A double-sided fabrication process for intrafascicular parylene C based electrode arrays.

After the development of a single-sided fabrication process for intrafascicular parylene C based electrode arrays tests showed that an increase in integration density can only be achieved by a double-side process. The process uses 25 μm thick platinum iridium foil, which is thinned down with the laser and sandwiched between two 10 μm thick parylene C layers. Utilizing a picosecond laser (355 nm Nd:YVO4) it was possible to fabricate 40 μm thick electrodes that can be implanted directly in the nerve without relying on additional support layers like chitosan or silk. The fabricated samples feature three 80 μm diameter electrodes on each side and a large ground electrode that is opened to both sides.

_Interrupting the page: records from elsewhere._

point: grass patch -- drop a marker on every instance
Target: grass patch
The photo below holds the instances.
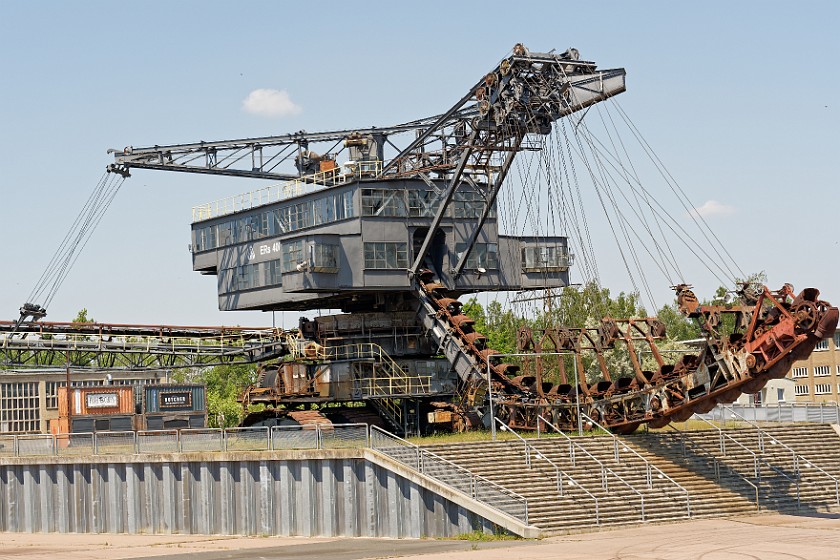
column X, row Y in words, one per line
column 485, row 435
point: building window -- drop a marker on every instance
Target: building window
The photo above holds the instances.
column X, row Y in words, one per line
column 386, row 255
column 292, row 255
column 822, row 371
column 383, row 202
column 483, row 255
column 19, row 407
column 822, row 389
column 539, row 259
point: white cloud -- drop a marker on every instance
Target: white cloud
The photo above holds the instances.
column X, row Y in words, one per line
column 712, row 208
column 270, row 103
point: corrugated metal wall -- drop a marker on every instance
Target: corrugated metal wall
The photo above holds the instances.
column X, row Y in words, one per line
column 341, row 496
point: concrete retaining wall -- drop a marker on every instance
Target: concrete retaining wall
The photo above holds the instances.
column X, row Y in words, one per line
column 312, row 493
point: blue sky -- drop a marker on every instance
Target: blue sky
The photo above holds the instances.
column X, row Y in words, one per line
column 740, row 100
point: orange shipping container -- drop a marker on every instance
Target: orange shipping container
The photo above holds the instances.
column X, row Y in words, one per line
column 96, row 400
column 59, row 426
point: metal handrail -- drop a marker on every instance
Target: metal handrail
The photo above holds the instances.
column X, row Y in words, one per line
column 285, row 190
column 557, row 471
column 572, row 446
column 796, row 456
column 757, row 460
column 717, row 463
column 649, row 467
column 51, row 447
column 604, row 469
column 419, row 454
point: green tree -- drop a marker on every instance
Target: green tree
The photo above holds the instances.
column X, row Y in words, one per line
column 225, row 385
column 81, row 317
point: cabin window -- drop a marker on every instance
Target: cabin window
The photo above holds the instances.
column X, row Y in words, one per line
column 292, row 255
column 383, row 202
column 325, row 258
column 554, row 258
column 483, row 255
column 386, row 255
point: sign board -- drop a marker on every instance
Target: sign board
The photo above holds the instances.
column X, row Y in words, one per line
column 175, row 399
column 102, row 400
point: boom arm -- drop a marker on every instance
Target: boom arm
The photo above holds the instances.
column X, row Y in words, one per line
column 523, row 94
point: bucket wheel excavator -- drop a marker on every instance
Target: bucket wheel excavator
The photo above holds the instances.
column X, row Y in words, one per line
column 392, row 225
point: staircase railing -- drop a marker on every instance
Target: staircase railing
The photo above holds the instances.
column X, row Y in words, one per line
column 649, row 468
column 604, row 469
column 450, row 474
column 798, row 459
column 558, row 473
column 717, row 464
column 757, row 459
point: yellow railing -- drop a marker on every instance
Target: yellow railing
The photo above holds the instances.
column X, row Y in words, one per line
column 274, row 193
column 388, row 379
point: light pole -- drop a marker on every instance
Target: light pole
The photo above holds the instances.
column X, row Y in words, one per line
column 490, row 398
column 577, row 400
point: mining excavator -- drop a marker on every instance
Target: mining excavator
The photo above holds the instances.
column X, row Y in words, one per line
column 392, row 225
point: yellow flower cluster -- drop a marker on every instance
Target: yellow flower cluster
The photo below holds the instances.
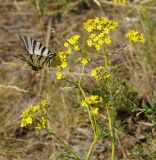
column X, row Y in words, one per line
column 83, row 60
column 97, row 73
column 70, row 45
column 93, row 99
column 120, row 1
column 135, row 36
column 33, row 115
column 42, row 124
column 95, row 111
column 99, row 29
column 73, row 42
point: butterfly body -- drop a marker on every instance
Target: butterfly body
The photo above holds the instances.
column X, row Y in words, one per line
column 37, row 50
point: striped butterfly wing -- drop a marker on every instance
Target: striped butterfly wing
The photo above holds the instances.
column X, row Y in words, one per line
column 35, row 48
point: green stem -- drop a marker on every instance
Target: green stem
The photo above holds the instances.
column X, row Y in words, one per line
column 81, row 74
column 91, row 148
column 111, row 133
column 64, row 144
column 88, row 110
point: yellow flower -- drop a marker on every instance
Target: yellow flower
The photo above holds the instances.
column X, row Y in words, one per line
column 33, row 114
column 42, row 124
column 44, row 103
column 93, row 99
column 108, row 40
column 135, row 36
column 83, row 60
column 60, row 75
column 97, row 73
column 66, row 44
column 120, row 1
column 95, row 111
column 35, row 108
column 73, row 41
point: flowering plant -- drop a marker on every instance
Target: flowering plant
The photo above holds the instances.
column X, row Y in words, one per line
column 98, row 38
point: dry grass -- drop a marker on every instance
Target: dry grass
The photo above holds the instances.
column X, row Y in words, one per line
column 20, row 87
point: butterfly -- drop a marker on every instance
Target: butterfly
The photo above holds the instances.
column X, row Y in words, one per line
column 37, row 50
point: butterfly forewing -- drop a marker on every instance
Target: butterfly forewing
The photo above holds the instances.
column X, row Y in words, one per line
column 35, row 48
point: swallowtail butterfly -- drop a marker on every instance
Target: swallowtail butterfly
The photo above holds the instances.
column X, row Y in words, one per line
column 35, row 49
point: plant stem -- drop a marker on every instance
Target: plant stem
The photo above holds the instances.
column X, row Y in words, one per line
column 64, row 144
column 91, row 148
column 111, row 133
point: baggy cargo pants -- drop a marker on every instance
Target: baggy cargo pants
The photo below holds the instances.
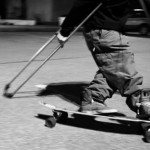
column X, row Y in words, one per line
column 111, row 52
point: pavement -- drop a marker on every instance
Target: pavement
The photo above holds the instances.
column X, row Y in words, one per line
column 28, row 28
column 22, row 121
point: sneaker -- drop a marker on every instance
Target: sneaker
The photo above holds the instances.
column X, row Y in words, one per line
column 144, row 104
column 95, row 107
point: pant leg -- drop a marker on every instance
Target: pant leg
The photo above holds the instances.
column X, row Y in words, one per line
column 111, row 52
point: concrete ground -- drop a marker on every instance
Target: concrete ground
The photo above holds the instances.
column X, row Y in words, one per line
column 22, row 118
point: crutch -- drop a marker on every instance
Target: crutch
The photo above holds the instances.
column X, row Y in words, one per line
column 10, row 95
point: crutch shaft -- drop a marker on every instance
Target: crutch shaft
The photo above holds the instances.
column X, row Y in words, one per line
column 33, row 57
column 31, row 75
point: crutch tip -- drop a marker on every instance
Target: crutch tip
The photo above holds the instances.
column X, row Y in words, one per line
column 8, row 95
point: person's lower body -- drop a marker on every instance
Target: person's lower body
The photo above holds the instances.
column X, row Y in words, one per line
column 116, row 71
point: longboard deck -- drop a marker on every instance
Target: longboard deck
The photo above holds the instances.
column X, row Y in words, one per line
column 98, row 115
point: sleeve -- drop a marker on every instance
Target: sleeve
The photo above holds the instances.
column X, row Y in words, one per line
column 80, row 10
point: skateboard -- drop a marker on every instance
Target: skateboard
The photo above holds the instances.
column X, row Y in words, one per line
column 61, row 114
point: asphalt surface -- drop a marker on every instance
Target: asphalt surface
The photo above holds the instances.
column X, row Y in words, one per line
column 22, row 119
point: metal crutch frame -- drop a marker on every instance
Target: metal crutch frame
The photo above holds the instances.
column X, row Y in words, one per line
column 10, row 95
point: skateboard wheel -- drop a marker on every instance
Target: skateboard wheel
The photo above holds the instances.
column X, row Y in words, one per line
column 50, row 122
column 147, row 135
column 61, row 116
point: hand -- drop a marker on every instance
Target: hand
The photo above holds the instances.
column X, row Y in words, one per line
column 61, row 39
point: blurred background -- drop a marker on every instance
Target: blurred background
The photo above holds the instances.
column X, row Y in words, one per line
column 48, row 12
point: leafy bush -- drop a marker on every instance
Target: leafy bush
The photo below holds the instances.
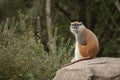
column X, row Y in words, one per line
column 24, row 58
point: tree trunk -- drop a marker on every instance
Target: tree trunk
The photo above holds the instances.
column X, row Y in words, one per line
column 51, row 42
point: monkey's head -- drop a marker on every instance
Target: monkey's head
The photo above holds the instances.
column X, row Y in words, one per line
column 76, row 27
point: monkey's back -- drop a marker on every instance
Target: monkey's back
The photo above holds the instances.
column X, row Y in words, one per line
column 91, row 47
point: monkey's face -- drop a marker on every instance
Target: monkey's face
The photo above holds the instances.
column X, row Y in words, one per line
column 76, row 27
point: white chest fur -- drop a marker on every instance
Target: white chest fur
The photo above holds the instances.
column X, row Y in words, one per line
column 77, row 52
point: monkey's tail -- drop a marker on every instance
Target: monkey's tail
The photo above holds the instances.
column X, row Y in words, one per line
column 76, row 61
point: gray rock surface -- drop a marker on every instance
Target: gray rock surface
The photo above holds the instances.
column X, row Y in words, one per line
column 93, row 69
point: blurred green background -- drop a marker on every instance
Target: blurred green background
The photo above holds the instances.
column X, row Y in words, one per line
column 35, row 39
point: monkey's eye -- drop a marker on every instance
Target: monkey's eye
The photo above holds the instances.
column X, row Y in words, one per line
column 80, row 24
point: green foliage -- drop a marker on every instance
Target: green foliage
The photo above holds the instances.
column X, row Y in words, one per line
column 24, row 50
column 22, row 58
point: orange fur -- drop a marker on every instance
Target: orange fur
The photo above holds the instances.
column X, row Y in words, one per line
column 92, row 46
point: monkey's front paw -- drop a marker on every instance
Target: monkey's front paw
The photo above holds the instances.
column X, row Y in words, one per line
column 73, row 60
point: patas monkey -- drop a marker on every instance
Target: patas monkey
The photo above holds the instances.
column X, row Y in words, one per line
column 87, row 45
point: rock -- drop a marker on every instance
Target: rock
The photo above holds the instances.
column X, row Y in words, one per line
column 93, row 69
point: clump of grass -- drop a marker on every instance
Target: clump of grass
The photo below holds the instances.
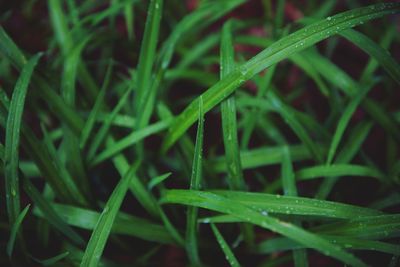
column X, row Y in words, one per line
column 295, row 159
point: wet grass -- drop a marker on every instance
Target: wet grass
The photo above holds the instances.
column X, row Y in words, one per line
column 242, row 133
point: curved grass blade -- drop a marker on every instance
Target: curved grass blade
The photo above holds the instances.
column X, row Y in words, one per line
column 265, row 156
column 124, row 224
column 102, row 133
column 289, row 205
column 282, row 244
column 228, row 112
column 289, row 115
column 145, row 65
column 14, row 230
column 94, row 113
column 66, row 114
column 225, row 205
column 230, row 257
column 207, row 13
column 49, row 213
column 352, row 146
column 339, row 78
column 195, row 184
column 290, row 189
column 53, row 260
column 13, row 128
column 99, row 237
column 63, row 174
column 372, row 65
column 338, row 170
column 278, row 51
column 344, row 121
column 377, row 52
column 368, row 227
column 158, row 180
column 130, row 140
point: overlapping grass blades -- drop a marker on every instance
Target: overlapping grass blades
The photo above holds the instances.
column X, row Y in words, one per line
column 278, row 51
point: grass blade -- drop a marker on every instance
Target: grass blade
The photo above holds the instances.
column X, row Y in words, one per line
column 344, row 121
column 228, row 112
column 195, row 184
column 377, row 52
column 278, row 51
column 98, row 239
column 130, row 140
column 146, row 61
column 14, row 230
column 290, row 189
column 230, row 257
column 87, row 129
column 124, row 224
column 53, row 260
column 338, row 170
column 289, row 205
column 13, row 128
column 224, row 205
column 102, row 133
column 264, row 156
column 50, row 214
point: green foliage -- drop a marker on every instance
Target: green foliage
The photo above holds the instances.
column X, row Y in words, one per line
column 295, row 159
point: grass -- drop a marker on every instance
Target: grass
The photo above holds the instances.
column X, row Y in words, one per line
column 294, row 161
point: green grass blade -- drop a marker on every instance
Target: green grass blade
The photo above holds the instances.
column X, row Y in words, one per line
column 138, row 189
column 230, row 257
column 102, row 133
column 277, row 204
column 264, row 156
column 124, row 224
column 10, row 50
column 372, row 65
column 129, row 19
column 228, row 112
column 158, row 180
column 14, row 230
column 344, row 121
column 190, row 24
column 63, row 174
column 369, row 227
column 195, row 184
column 338, row 170
column 282, row 244
column 60, row 27
column 13, row 128
column 377, row 52
column 352, row 146
column 290, row 189
column 344, row 82
column 99, row 237
column 146, row 61
column 288, row 178
column 224, row 205
column 50, row 214
column 278, row 51
column 53, row 260
column 94, row 113
column 289, row 115
column 130, row 140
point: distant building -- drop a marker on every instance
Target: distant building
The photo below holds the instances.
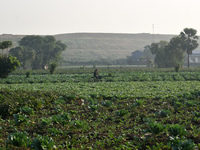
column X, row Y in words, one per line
column 194, row 59
column 137, row 58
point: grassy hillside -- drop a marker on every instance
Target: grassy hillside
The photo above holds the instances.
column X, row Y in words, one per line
column 96, row 46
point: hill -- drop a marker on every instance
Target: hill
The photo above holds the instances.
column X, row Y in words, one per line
column 97, row 46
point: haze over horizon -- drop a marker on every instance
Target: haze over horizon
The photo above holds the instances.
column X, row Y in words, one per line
column 51, row 17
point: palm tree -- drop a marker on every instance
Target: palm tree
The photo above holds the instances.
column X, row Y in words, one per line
column 189, row 41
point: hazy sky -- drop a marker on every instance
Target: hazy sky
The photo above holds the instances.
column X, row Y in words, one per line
column 50, row 17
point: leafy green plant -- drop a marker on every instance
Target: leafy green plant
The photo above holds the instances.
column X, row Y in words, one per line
column 28, row 74
column 20, row 118
column 164, row 113
column 177, row 130
column 107, row 103
column 7, row 65
column 18, row 139
column 45, row 122
column 43, row 142
column 27, row 110
column 54, row 132
column 93, row 107
column 63, row 118
column 155, row 127
column 181, row 144
column 138, row 103
column 122, row 112
column 78, row 124
column 52, row 67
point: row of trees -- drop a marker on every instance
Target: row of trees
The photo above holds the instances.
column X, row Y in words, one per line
column 7, row 63
column 35, row 52
column 171, row 54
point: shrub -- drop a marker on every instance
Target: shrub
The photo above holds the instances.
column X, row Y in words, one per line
column 18, row 139
column 7, row 65
column 53, row 67
column 177, row 130
column 28, row 73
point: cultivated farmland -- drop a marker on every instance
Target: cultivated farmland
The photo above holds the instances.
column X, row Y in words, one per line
column 126, row 109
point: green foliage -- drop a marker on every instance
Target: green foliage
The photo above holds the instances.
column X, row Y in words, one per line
column 20, row 118
column 28, row 73
column 107, row 103
column 122, row 112
column 43, row 142
column 177, row 130
column 18, row 139
column 164, row 113
column 27, row 110
column 155, row 127
column 7, row 65
column 52, row 67
column 181, row 144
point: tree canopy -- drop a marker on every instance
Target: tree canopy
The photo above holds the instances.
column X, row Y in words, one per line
column 171, row 54
column 38, row 51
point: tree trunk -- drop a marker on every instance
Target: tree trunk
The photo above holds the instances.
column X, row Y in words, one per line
column 188, row 61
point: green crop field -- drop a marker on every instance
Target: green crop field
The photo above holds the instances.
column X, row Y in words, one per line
column 136, row 109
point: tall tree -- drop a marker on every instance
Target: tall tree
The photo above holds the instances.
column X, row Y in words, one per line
column 175, row 51
column 189, row 41
column 45, row 49
column 158, row 49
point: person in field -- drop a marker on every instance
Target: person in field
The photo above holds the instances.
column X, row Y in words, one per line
column 96, row 74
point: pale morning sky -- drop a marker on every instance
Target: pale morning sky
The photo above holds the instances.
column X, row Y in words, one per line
column 50, row 17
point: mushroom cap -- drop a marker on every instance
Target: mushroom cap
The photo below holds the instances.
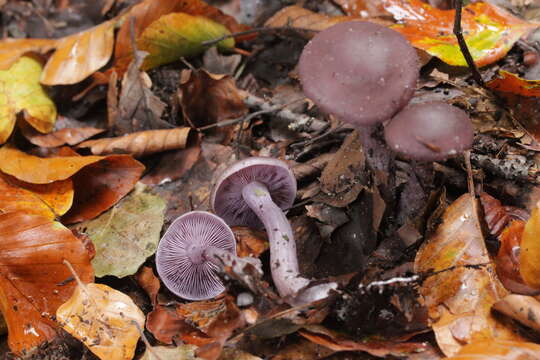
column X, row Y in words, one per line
column 430, row 131
column 179, row 260
column 359, row 71
column 227, row 200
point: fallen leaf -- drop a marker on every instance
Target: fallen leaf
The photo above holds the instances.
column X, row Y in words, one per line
column 70, row 63
column 141, row 143
column 149, row 282
column 459, row 298
column 148, row 11
column 178, row 35
column 524, row 309
column 20, row 90
column 490, row 32
column 495, row 349
column 104, row 319
column 344, row 177
column 138, row 108
column 182, row 352
column 208, row 98
column 48, row 200
column 298, row 17
column 529, row 255
column 332, row 340
column 33, row 280
column 129, row 231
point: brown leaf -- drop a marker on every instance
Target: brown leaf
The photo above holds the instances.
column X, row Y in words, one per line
column 148, row 11
column 207, row 98
column 140, row 143
column 344, row 176
column 331, row 340
column 149, row 282
column 459, row 298
column 33, row 280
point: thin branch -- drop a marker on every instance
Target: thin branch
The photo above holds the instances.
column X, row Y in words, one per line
column 458, row 4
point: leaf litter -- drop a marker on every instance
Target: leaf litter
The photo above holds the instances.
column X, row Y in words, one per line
column 431, row 259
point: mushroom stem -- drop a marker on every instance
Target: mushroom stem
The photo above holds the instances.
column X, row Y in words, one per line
column 283, row 260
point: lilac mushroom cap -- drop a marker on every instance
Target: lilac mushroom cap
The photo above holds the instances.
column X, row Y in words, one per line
column 431, row 131
column 183, row 253
column 227, row 200
column 361, row 72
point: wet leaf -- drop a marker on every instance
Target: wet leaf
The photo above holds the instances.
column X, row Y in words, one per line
column 140, row 143
column 495, row 349
column 103, row 319
column 459, row 299
column 20, row 90
column 33, row 280
column 182, row 352
column 178, row 35
column 48, row 200
column 128, row 231
column 490, row 32
column 529, row 257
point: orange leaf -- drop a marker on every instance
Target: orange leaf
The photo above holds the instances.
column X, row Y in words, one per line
column 495, row 349
column 140, row 143
column 33, row 280
column 490, row 32
column 48, row 200
column 459, row 299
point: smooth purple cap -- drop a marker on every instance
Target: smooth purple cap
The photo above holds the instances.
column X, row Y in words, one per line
column 431, row 131
column 359, row 71
column 179, row 260
column 227, row 200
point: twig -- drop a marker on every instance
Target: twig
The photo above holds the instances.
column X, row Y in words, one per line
column 458, row 4
column 255, row 31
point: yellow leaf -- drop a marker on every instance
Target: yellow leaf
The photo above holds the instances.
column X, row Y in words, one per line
column 179, row 35
column 529, row 257
column 104, row 319
column 20, row 90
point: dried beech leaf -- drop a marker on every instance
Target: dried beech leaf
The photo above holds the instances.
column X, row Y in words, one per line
column 128, row 231
column 495, row 349
column 103, row 319
column 48, row 200
column 140, row 143
column 459, row 299
column 33, row 280
column 20, row 90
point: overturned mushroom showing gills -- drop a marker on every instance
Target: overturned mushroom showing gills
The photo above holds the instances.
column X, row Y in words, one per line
column 191, row 252
column 430, row 131
column 254, row 192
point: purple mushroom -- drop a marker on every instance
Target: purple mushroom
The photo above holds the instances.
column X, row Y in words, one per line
column 430, row 131
column 255, row 192
column 361, row 72
column 191, row 252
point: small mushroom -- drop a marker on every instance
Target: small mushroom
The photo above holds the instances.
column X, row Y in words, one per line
column 191, row 252
column 430, row 131
column 254, row 192
column 361, row 72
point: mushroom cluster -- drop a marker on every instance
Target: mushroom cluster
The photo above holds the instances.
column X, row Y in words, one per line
column 365, row 74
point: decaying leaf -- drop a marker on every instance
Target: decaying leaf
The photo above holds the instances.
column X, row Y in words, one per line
column 297, row 16
column 459, row 298
column 494, row 349
column 524, row 309
column 178, row 35
column 20, row 90
column 128, row 231
column 48, row 200
column 104, row 319
column 33, row 280
column 489, row 31
column 140, row 143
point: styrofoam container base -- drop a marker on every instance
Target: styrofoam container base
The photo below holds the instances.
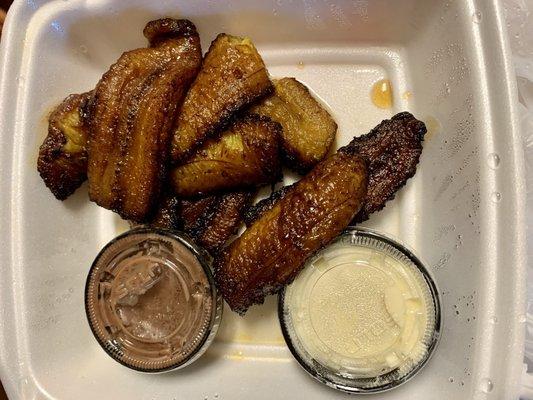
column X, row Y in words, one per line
column 462, row 213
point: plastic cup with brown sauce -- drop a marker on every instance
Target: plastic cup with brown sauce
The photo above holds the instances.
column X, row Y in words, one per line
column 151, row 300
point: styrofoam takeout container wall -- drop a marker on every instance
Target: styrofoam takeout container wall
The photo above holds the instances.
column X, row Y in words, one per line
column 463, row 212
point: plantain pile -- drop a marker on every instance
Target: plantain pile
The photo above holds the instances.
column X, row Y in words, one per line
column 180, row 141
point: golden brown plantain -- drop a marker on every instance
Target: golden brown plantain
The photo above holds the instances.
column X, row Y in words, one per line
column 168, row 213
column 308, row 129
column 271, row 252
column 233, row 75
column 210, row 221
column 392, row 150
column 62, row 161
column 245, row 155
column 219, row 222
column 132, row 116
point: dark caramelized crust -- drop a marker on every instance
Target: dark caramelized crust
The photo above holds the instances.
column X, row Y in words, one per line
column 246, row 155
column 132, row 115
column 271, row 252
column 233, row 75
column 168, row 214
column 255, row 211
column 220, row 222
column 308, row 129
column 210, row 221
column 392, row 150
column 62, row 161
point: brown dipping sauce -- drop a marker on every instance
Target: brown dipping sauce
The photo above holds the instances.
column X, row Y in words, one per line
column 151, row 301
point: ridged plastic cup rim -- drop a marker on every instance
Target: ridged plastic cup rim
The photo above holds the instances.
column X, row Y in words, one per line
column 306, row 362
column 204, row 259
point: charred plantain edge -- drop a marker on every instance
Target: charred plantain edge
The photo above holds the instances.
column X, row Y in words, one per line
column 228, row 116
column 159, row 30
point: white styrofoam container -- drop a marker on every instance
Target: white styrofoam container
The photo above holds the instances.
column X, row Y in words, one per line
column 463, row 212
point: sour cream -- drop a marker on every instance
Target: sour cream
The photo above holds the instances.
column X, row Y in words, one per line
column 363, row 310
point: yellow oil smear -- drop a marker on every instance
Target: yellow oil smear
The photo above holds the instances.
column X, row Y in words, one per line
column 382, row 94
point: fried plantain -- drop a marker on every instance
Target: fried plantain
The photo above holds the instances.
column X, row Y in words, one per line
column 271, row 252
column 210, row 221
column 246, row 155
column 218, row 223
column 392, row 150
column 62, row 161
column 233, row 75
column 308, row 129
column 132, row 115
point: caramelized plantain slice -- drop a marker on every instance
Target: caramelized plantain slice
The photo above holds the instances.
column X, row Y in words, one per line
column 271, row 252
column 233, row 75
column 392, row 150
column 245, row 155
column 308, row 129
column 132, row 116
column 218, row 223
column 168, row 214
column 62, row 161
column 210, row 221
column 255, row 211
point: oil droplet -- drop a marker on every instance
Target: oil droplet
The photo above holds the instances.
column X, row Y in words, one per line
column 477, row 17
column 382, row 94
column 493, row 160
column 432, row 125
column 486, row 385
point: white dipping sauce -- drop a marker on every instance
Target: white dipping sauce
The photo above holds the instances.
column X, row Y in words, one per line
column 362, row 312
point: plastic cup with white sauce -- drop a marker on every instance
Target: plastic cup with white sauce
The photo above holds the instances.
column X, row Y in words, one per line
column 363, row 316
column 151, row 300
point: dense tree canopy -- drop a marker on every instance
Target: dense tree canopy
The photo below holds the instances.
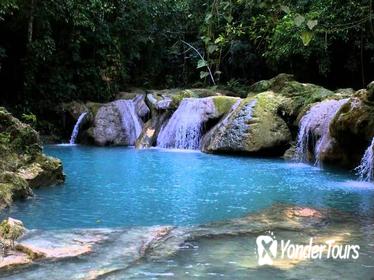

Impedance mismatches from front to back side as a result of the fabrication process are compensated by electrochemical deposition of nanostructured platinum. This step makes it possible to bring the impedances of the small electrodes down to the range of just a few kΩ at 1 kHz and illustrate the additionally gained surface due to the picosecond laser ablation on the front side electrodes. The safely injectable charge per pulse was found to be 635.75 μC/cm2 for such coated electrodes. Optical investigations show that this fabrication process offers an alternative to established lithographic processes for thin and flexible electrode arrays in neural implants.